Sangre de Cristo

Invocación al Redentor Sanguíneo

"Que la Sangre del Cordero nos resguarde en amor eterno."

Invocación al Redentor Sanguíneo

Oh Cristo glorioso, Hijo del Altísimo, cuyo sacrificio es el santo escudo de nuestra fe y esperanza. A Ti, Señor de los cielos y la tierra, nos dirigimos elevando nuestras súplicas con fervor. En esta hora sacra, nos postramos ante Tu presencia venerable, pidiendo que Tu preciosísima Sangre, derramada para redención de nuestra alma, se convierta en baluarte y bastión contra todo mal.

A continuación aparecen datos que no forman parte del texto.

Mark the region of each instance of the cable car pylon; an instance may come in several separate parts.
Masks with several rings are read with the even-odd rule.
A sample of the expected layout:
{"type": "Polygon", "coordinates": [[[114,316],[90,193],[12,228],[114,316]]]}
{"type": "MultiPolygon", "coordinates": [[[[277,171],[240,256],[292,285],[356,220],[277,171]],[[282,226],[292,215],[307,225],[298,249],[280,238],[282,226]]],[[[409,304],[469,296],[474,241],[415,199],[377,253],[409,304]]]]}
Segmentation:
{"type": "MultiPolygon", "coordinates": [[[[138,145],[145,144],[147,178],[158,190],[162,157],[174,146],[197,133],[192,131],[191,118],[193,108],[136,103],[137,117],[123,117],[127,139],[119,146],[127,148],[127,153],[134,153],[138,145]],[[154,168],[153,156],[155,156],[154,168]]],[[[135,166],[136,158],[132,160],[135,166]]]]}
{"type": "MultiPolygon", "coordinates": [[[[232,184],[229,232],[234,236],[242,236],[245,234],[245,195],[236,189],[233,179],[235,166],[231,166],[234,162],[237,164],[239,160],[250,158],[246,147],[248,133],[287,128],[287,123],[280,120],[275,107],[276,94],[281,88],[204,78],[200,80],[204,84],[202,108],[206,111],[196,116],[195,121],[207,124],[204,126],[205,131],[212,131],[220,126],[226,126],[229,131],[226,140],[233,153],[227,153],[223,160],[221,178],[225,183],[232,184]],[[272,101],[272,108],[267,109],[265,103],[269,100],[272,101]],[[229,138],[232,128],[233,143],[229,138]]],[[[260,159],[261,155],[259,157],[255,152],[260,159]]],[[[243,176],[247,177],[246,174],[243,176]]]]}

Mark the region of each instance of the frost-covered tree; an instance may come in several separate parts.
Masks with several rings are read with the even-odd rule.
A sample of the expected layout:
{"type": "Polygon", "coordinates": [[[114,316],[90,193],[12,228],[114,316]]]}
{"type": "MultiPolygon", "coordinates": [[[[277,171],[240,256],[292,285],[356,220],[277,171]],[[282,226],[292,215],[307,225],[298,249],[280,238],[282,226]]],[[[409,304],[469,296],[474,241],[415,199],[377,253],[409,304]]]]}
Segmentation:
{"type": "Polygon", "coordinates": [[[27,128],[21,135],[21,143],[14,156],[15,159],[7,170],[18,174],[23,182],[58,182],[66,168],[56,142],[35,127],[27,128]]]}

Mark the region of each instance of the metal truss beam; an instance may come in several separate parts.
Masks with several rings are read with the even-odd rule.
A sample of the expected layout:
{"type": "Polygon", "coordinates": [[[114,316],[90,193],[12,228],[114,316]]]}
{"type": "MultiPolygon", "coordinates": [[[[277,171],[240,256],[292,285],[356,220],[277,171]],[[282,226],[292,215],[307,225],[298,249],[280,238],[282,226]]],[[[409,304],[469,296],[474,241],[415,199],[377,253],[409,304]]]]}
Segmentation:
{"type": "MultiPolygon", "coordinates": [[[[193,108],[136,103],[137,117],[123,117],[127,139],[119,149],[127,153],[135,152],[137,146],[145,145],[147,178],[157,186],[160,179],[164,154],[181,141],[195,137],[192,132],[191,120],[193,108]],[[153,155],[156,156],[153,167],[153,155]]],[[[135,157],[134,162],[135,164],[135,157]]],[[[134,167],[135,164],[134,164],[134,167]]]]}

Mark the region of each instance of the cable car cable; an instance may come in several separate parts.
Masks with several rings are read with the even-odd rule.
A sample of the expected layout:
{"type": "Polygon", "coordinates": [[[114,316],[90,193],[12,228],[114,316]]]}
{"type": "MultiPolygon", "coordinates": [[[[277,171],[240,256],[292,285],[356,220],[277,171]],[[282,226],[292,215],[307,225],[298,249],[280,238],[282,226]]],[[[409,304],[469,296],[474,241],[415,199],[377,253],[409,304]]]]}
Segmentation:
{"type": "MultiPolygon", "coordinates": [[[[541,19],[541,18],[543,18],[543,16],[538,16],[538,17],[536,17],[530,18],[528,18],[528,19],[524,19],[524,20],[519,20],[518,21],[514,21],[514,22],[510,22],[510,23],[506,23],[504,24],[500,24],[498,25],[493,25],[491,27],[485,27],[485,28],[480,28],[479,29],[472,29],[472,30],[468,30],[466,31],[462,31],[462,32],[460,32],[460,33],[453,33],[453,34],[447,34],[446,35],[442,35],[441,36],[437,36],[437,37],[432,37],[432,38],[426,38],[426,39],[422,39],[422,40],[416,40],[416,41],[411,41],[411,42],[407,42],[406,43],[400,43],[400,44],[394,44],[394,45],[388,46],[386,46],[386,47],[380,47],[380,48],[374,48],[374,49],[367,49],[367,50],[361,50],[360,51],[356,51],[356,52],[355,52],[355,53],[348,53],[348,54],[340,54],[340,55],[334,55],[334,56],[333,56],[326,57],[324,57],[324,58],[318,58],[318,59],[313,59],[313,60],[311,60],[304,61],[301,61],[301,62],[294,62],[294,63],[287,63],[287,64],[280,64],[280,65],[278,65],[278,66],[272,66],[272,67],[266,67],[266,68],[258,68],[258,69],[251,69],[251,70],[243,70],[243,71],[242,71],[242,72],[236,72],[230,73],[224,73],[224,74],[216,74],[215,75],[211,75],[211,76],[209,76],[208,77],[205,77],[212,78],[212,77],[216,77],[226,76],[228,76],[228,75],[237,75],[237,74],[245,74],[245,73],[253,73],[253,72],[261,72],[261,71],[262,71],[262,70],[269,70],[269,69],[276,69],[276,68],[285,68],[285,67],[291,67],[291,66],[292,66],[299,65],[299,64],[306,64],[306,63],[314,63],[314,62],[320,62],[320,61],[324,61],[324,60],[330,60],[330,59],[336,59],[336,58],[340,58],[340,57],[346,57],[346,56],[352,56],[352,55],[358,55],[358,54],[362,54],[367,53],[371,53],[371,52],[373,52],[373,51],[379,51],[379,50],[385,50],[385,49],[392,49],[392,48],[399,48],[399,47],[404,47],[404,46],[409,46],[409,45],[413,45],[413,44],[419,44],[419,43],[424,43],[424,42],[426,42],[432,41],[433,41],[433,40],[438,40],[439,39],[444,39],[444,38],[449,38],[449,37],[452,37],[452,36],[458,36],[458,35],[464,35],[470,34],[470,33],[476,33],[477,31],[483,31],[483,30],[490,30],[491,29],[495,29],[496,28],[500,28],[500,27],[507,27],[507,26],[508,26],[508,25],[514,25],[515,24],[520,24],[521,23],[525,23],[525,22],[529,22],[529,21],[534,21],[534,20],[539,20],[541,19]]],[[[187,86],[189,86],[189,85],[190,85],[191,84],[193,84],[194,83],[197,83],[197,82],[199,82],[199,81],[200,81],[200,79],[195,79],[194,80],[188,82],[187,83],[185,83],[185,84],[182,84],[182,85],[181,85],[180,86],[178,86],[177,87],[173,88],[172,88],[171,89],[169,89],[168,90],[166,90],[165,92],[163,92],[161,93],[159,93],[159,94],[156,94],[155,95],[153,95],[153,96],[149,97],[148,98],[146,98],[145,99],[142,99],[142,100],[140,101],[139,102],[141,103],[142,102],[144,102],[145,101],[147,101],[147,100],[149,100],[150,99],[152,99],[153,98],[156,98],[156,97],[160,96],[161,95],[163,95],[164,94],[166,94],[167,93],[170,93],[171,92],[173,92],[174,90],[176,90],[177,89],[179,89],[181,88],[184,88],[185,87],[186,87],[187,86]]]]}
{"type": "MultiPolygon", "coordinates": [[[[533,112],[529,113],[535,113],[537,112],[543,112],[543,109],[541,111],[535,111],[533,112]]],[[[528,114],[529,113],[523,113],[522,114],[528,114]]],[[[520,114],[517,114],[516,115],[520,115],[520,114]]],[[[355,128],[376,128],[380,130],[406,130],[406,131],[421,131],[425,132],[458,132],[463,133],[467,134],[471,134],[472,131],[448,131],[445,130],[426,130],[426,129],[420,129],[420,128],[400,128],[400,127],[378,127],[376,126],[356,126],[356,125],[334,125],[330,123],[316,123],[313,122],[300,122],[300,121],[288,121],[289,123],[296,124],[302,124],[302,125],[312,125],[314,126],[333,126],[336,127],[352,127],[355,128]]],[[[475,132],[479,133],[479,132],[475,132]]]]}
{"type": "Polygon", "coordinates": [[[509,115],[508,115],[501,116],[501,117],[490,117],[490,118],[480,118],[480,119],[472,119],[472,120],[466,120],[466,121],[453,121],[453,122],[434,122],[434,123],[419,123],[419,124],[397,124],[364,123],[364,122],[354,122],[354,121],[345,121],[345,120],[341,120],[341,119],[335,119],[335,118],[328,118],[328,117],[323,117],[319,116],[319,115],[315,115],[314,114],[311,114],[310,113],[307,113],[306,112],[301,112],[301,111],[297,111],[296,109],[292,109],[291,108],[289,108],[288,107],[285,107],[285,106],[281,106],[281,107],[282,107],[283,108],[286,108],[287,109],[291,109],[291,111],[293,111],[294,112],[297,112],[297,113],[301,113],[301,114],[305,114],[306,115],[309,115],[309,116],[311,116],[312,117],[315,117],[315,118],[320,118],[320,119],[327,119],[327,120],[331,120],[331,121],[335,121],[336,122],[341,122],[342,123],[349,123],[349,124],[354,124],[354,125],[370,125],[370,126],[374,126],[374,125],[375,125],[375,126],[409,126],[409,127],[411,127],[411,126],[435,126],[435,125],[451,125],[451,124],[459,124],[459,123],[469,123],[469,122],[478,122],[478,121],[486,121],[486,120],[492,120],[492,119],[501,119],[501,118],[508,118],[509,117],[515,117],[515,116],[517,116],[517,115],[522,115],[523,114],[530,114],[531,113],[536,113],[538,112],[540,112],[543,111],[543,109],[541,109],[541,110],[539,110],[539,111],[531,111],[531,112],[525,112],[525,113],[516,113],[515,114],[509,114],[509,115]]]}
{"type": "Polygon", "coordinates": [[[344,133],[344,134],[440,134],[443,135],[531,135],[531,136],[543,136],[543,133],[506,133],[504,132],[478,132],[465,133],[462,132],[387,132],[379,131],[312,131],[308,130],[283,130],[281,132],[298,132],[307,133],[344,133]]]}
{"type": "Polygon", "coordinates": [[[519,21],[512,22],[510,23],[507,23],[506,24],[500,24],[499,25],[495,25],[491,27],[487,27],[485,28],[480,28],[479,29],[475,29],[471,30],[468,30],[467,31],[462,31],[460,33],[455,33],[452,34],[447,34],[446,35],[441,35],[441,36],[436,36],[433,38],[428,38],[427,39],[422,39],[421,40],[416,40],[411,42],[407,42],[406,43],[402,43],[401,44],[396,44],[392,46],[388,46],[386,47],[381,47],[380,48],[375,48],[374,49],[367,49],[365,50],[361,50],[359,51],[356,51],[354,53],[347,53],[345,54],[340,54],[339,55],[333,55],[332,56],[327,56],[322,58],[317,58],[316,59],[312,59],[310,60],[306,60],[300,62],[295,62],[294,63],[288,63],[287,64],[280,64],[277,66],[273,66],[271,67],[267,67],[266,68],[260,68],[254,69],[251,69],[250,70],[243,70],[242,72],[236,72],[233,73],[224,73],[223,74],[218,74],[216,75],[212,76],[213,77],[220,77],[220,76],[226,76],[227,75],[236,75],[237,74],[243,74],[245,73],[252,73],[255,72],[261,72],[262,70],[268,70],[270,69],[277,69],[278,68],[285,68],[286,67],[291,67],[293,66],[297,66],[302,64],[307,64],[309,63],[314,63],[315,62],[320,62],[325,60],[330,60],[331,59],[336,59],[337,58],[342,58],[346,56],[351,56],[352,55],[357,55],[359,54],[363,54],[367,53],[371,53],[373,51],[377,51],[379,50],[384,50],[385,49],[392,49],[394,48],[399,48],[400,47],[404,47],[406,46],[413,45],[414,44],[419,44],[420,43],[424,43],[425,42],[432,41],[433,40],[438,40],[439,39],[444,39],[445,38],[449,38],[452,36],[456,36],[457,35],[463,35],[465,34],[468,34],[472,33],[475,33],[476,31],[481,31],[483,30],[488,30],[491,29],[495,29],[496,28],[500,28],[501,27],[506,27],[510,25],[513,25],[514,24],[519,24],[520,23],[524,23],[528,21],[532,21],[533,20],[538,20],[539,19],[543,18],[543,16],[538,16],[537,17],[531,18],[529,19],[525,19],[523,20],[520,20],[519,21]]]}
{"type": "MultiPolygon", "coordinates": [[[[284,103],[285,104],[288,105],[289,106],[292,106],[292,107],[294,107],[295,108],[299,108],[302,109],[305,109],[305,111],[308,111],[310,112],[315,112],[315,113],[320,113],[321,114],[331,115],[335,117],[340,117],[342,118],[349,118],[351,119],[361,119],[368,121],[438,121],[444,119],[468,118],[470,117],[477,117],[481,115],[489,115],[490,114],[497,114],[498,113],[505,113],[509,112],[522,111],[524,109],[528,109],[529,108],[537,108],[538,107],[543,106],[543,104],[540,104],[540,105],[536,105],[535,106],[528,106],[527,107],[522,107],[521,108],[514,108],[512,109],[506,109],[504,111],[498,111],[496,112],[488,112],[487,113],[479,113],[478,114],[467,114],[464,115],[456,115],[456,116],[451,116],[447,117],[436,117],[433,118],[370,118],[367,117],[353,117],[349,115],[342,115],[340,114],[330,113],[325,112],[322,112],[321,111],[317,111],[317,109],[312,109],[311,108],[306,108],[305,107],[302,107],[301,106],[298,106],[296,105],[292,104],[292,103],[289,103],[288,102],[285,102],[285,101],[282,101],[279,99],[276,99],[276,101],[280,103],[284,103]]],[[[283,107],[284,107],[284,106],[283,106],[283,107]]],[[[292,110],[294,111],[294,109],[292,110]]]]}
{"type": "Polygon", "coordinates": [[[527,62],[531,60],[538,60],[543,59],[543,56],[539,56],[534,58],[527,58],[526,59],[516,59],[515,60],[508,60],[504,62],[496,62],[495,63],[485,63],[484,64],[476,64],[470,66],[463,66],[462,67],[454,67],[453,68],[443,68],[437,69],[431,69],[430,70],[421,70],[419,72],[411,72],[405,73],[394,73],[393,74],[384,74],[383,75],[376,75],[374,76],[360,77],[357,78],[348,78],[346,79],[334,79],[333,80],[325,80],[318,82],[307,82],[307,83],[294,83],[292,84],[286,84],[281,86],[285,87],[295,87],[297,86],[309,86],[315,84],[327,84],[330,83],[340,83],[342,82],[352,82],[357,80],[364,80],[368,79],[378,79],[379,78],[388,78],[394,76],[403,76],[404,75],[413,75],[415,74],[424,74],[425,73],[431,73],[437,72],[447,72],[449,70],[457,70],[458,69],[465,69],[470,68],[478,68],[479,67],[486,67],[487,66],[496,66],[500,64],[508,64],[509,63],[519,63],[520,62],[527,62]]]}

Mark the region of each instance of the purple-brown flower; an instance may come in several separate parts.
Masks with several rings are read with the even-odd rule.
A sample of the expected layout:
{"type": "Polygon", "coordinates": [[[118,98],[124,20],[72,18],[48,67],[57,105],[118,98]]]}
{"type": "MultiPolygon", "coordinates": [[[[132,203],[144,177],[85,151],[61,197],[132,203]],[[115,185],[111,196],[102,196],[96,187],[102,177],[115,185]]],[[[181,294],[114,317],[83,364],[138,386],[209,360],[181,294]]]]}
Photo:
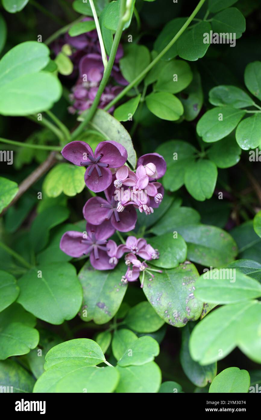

De tu costado abierto fluye el manantial inagotable del amor que nos envuelve y protege. Imprime en nuestros corazones Tu sello de protección eterna, Cordero inmolado, para que, al caminar en este mundo terrenal, podamos resistir contra los asedios de la oscuridad. Que toda impureza y temor sean purificados por la potencia sanadora de Tu Sangre, en quien confiamos con plena certidumbre.

Concede el refugio de Tu manto escarlata, oh Salvador, cuya Sangre preciosa nos basta para revestirnos de inquebrantable paz. Que Tu presencia vivificante ilumine nuestras sendas, y Tu noble sacrificio nos inspire a vivir en constante memoria de Tu amor, irradiando Tu luz en los corazones de quienes buscan verdad y fortaleza bajo la sombra de Tus alas. Por los siglos de los siglos, Amén.